Today, I’ll be watching The Little Mermaid and taking notes here rather than live tweeting. The main female characters I’ll be discussing are the following:

  • Ariel = Sea princess
    • [Ariel has a lot of sisters, which we’ll simply mention]

Men determine how Ariel feels throughout the movie. Her father King Triton puts his expectations on her, restricting what she does, she responds/sings “young women sick of swimmin’, ready to stand” during the ‘Part Of Your World’ scene.


Prince Eric is Ariel’s love interest, he is the reason she decides to leave the sea for the land. The second time they meet, Ariel is voiceless and is the typical damsel in distress. The ending shows Ariel with legs, married and away from her family.

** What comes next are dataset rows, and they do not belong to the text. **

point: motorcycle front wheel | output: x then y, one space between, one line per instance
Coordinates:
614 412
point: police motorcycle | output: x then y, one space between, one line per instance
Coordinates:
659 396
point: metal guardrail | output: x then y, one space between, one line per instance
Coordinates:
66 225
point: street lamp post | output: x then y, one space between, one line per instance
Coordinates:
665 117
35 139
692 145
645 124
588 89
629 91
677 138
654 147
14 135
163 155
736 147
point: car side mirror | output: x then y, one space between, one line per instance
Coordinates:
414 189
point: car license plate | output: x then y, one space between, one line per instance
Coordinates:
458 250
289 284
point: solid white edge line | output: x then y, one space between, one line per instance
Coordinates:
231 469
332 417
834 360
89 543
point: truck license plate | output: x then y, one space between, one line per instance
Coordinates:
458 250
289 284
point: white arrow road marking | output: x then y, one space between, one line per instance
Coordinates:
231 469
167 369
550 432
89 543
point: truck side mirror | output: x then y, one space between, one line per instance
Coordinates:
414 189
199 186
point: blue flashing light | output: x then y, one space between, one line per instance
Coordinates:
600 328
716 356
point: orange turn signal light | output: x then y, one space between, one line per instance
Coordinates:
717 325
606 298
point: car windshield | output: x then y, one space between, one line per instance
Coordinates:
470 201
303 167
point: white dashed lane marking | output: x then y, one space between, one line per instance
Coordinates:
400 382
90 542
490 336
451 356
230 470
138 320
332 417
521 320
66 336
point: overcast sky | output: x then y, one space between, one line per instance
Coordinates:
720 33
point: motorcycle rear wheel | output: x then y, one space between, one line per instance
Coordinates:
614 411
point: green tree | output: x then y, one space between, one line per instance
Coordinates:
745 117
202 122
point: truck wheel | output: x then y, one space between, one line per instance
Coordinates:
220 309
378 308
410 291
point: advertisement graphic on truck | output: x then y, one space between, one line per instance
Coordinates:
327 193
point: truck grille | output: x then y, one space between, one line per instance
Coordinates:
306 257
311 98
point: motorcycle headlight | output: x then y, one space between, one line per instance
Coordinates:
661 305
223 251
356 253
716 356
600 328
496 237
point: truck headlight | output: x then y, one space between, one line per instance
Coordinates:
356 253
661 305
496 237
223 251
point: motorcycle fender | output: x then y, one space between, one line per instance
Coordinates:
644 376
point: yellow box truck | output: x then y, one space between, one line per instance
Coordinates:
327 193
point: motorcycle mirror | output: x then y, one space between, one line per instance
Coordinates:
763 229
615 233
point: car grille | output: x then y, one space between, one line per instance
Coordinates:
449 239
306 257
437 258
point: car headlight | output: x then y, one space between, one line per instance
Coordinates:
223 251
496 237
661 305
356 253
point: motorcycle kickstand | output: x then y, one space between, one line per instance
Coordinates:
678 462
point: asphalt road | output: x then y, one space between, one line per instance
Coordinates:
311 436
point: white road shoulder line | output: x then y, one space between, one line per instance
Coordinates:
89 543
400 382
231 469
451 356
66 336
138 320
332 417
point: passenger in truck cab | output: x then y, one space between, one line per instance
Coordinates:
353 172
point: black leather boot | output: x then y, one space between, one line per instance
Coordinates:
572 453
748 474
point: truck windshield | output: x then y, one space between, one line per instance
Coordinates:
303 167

But is it her choice?

I’m the product of my own culture as I watch Ariel’s story wearing my feminist cap. By examining the film through this lens, I’m able to see the growth of Disney films – from Ariel to Mulan and now Elsa and Ana, the animations have evolved with society.

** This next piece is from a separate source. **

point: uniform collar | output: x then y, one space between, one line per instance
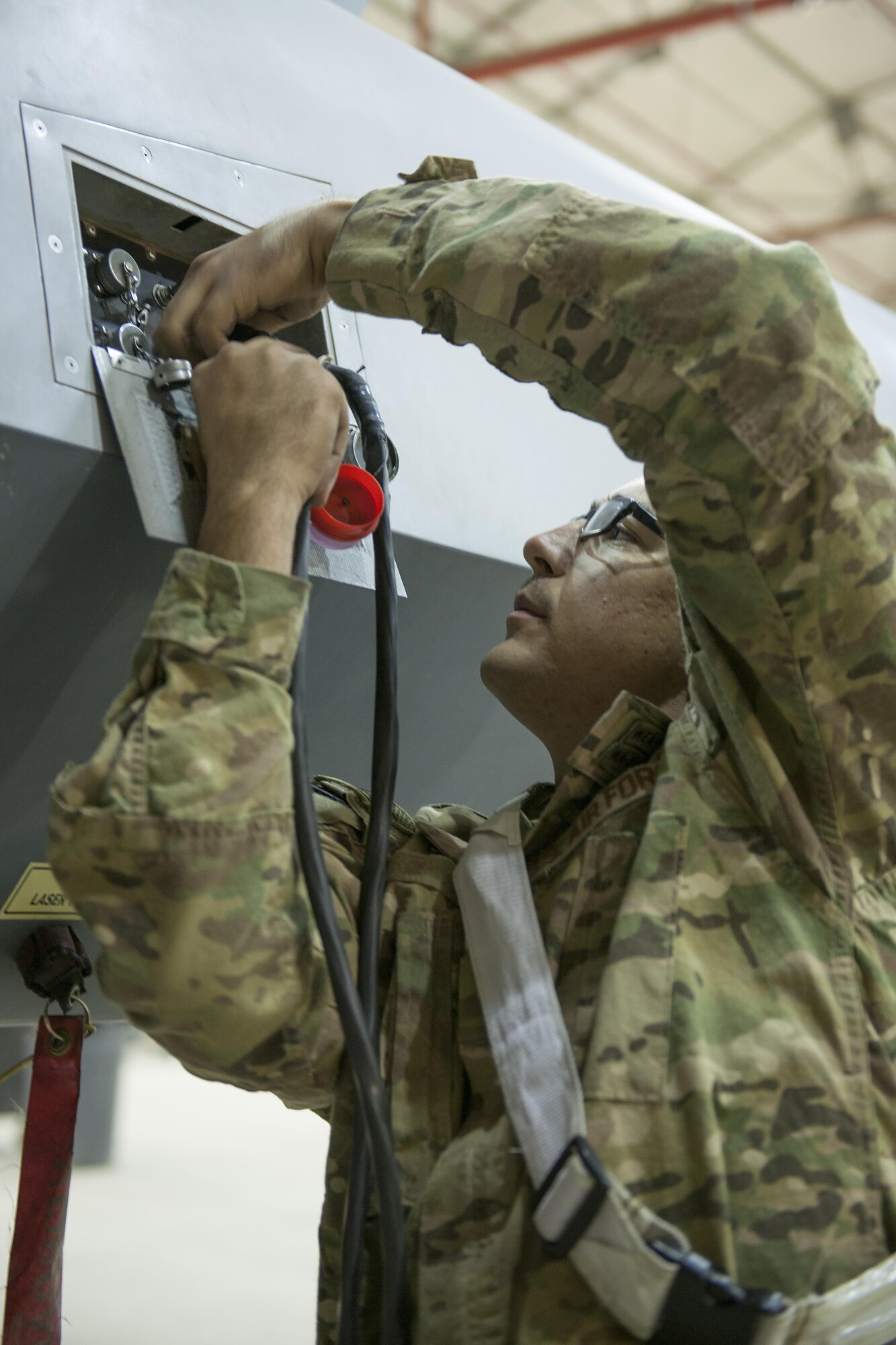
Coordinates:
628 734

  • Ursula = King Triton’s rival, the villain

Ursula, she is the token villain with a flamboyant personality. Her scenes come with a certain darkness. She is jealous of Ariel’s beauty, age and status. She’s witch-like and lures Ariel into making the decision about losing her voice to become human. She sings, “It’s she who holds her tongue who gets a man” in the song ‘Poor Unfortunate Souls’.

Is Ursula a feminist? Ultimately, she’s independent and makes her own choices, even though they may not be morally acceptable…

  • Carlotta = Prince Eric’s maid

Carlotta isn’t present often during the movie. She is the caretaker for Prince Eric, his housemaid. Her scenes mainly involve her commenting on Eric and Ariel’s interactions. Carlotta’s life is based on how Eric lives.

The Little Mermaid shows these three female characters of different ages to be the same? Their lives are ruled by men – Ariel is desperate for love, Ursula is seeking revenge against King Triton and Carlotta’s job is to care for Prince Eric.

Next week I’ll be watching Princess Mononoke!


Compare the pair

Here’s an update of my research project…

My idea has changed based on what films to watch. I will compare The Little Mermaid (1989) to an Asian animation. I have changed my choice of Spirited Away (2002) to Princess Mononoke (1997). The context of both animations is closer together as well as the latter involving a princess in the storyline. I haven’t seen Princess Mononoke and as for The Little Mermaid, it’s been a while – since my childhood.

Live Tweeting will be my data collection. Heewon Chang (2016) focuses on the importance of turning one’s data into autoethnography, despite how ‘random’ the data may appear. Chang’s advice is to keep ‘memos’ during the “initial reading and listening” process. The tweets will act as memos as I engage with the texts.

During my autoethnographic experience; watching the films, I intend to look for the following:

  • The female characterisation will be my main focus
  • Themes within the storyline
  • The role of a princess in the animations (West vs Asia)
  • The actual animation, how it differs due to context and place

The search for cultural themes within the process of autoethnography is highly important. Chang uses the example of being raised in a family where education is valued, and how that reflects the process of autoethnography. Watching these animations, my own values and beliefs with stem through the process of data collection/tweeting.

Diagram of Culture

Following data collection and watching the films, I plan to make a short video comparing key scenes of the films with a voiceover of commentary. This video will then be embedded into my blog with tweets and discussion to accompany.